Cet article est une suite au premier article Du Portrait des Présidents
sur ce même site

 

 

Merci à Georges Laloire
pour sa relecture attentive

 

 

Photographie du président :
Tradition et efficience

 

par Henri Peyre

Cet article est une suite au premier article Du Portrait des Présidents
sur ce même site

Introduction : tradition, révolution, sens

Il y a une tradition du portrait d'homme d'Etat français. C'est la tradition d'un homme en pied, en intérieur, couvert de décorations.

Cette tradition est une façon d'exprimer un attachement aux valeurs, au passé et une reconnaissance de ses origines. En cela elle est support de l'adhésion d'une communauté. Autrement dit l'observation de la tradition est une fonction de la photographie du dirigeant, et pas seulement une simple mode esthétique de représentation.

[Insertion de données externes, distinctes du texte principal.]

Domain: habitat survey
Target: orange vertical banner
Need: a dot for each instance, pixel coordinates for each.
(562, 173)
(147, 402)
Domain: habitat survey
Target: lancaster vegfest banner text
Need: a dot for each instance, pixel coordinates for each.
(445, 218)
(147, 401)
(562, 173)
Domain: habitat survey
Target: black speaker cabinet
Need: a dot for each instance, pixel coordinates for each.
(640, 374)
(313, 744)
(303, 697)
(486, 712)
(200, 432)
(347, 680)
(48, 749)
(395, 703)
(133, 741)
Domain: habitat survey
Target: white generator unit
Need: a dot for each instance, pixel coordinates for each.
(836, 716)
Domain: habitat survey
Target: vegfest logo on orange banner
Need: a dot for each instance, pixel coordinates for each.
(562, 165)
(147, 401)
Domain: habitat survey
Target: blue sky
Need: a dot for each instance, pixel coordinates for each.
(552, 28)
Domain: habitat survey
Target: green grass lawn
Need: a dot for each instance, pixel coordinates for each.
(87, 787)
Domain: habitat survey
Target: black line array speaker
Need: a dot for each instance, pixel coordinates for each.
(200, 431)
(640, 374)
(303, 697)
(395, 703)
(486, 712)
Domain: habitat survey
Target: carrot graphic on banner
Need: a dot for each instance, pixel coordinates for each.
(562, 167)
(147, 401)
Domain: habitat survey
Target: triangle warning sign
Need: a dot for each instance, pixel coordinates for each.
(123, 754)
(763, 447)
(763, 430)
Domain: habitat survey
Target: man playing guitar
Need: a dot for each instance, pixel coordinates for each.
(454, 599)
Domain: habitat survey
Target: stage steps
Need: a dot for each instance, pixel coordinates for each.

Dans le cas de la photographie présidentielle, la tradition s'exprime par une image qui reprend aussi une tradition du portrait peint. Cette tradition s'est largement établie, dans un environnement très compétitif en particulier au XIXème siècle, sur ses aptitudes à fournir une signification.

Quand on remet en cause une tradition, on amène une nouveauté mais on est en danger de perdre du sens. Le renversement des codes amène à la fois une sorte d'éblouissement de la nouveauté possible, comme dans le cas de la photo provocatrice de Giscard par Lartigue, mais aussi à un effondrement du signifié. La photo révolutionnaire ne donne du sens que par confrontation avec une tradition encore connue. Lorsque le référent se perd en sortant de la mémoire, la fraîcheur révolutionnaire, sa principale qualité, se perd à son tour et il ne reste plus que le sens porté par la photographie seule, qui peut être très appauvri.

Les photographies qui ont suivi celle de Giscard ne pouvaient dès lors qu'être fort embarrassantes à faire : Il était difficile de revenir complètement aux codes de la tradition, qui aurait laissé croire qu'on était un parfait réactionnaire et pourtant on est obligé d'y revenir, faute d'un nouveau référent porteur de sens.


Le Président Mitterrand par Gisèle Freund : Le président revient dans la bibliothèque de l'Elysée et Gisèle Freund tente de décontracter la posture de son sujet et de changer la composition. Le sens principal de l'image est celui de l'adhésion retrouvée à la tradition du portrait de Président, et donc aux valeurs de la France.

Et on ne pouvait plus vraiment faire quoi que ce soit de révolutionnaire, puisqu'il n'y avait plus de tradition. Dès lors, après Mitterrand, l'habitude rassurante a été prise de convoquer des photographes connus, pour la réalisation de l'ouvrage. Mais en réalité c'était mettre le problème sous le tapis.

Faute de cahier des charges, faute de temps mis à penser un peu à ce qu'on voulait dire, et faute de tradition acceptée, la photo présidentielle est devenue depuis plus un sujet de polémique qu'autre chose.

Concernant le sens, la photographie de Sarkozy par Warrin est peut-être à cet égard la seule un peu bordée. Le photographe, conscient qu'un portrait sec du président manquerait absolument de sens, et peu au fait des techniques de composition classique, installe le président dans la traditionnelle bibliothèque de l'Elysée et convoque deux drapeaux, un de la France et un de l'Europe. Le message est clair : Le Président travaille à la France et à l'Europe. La photo n'est pas une grande photo mais elle a au moins un peu de sens, et sur l'activité de l'homme et sur l'attachement aux valeurs de la cinquième République, par la reprise du lieu désormais classique qu'est la bibliothèque. Ce n'est pas le cas de toutes.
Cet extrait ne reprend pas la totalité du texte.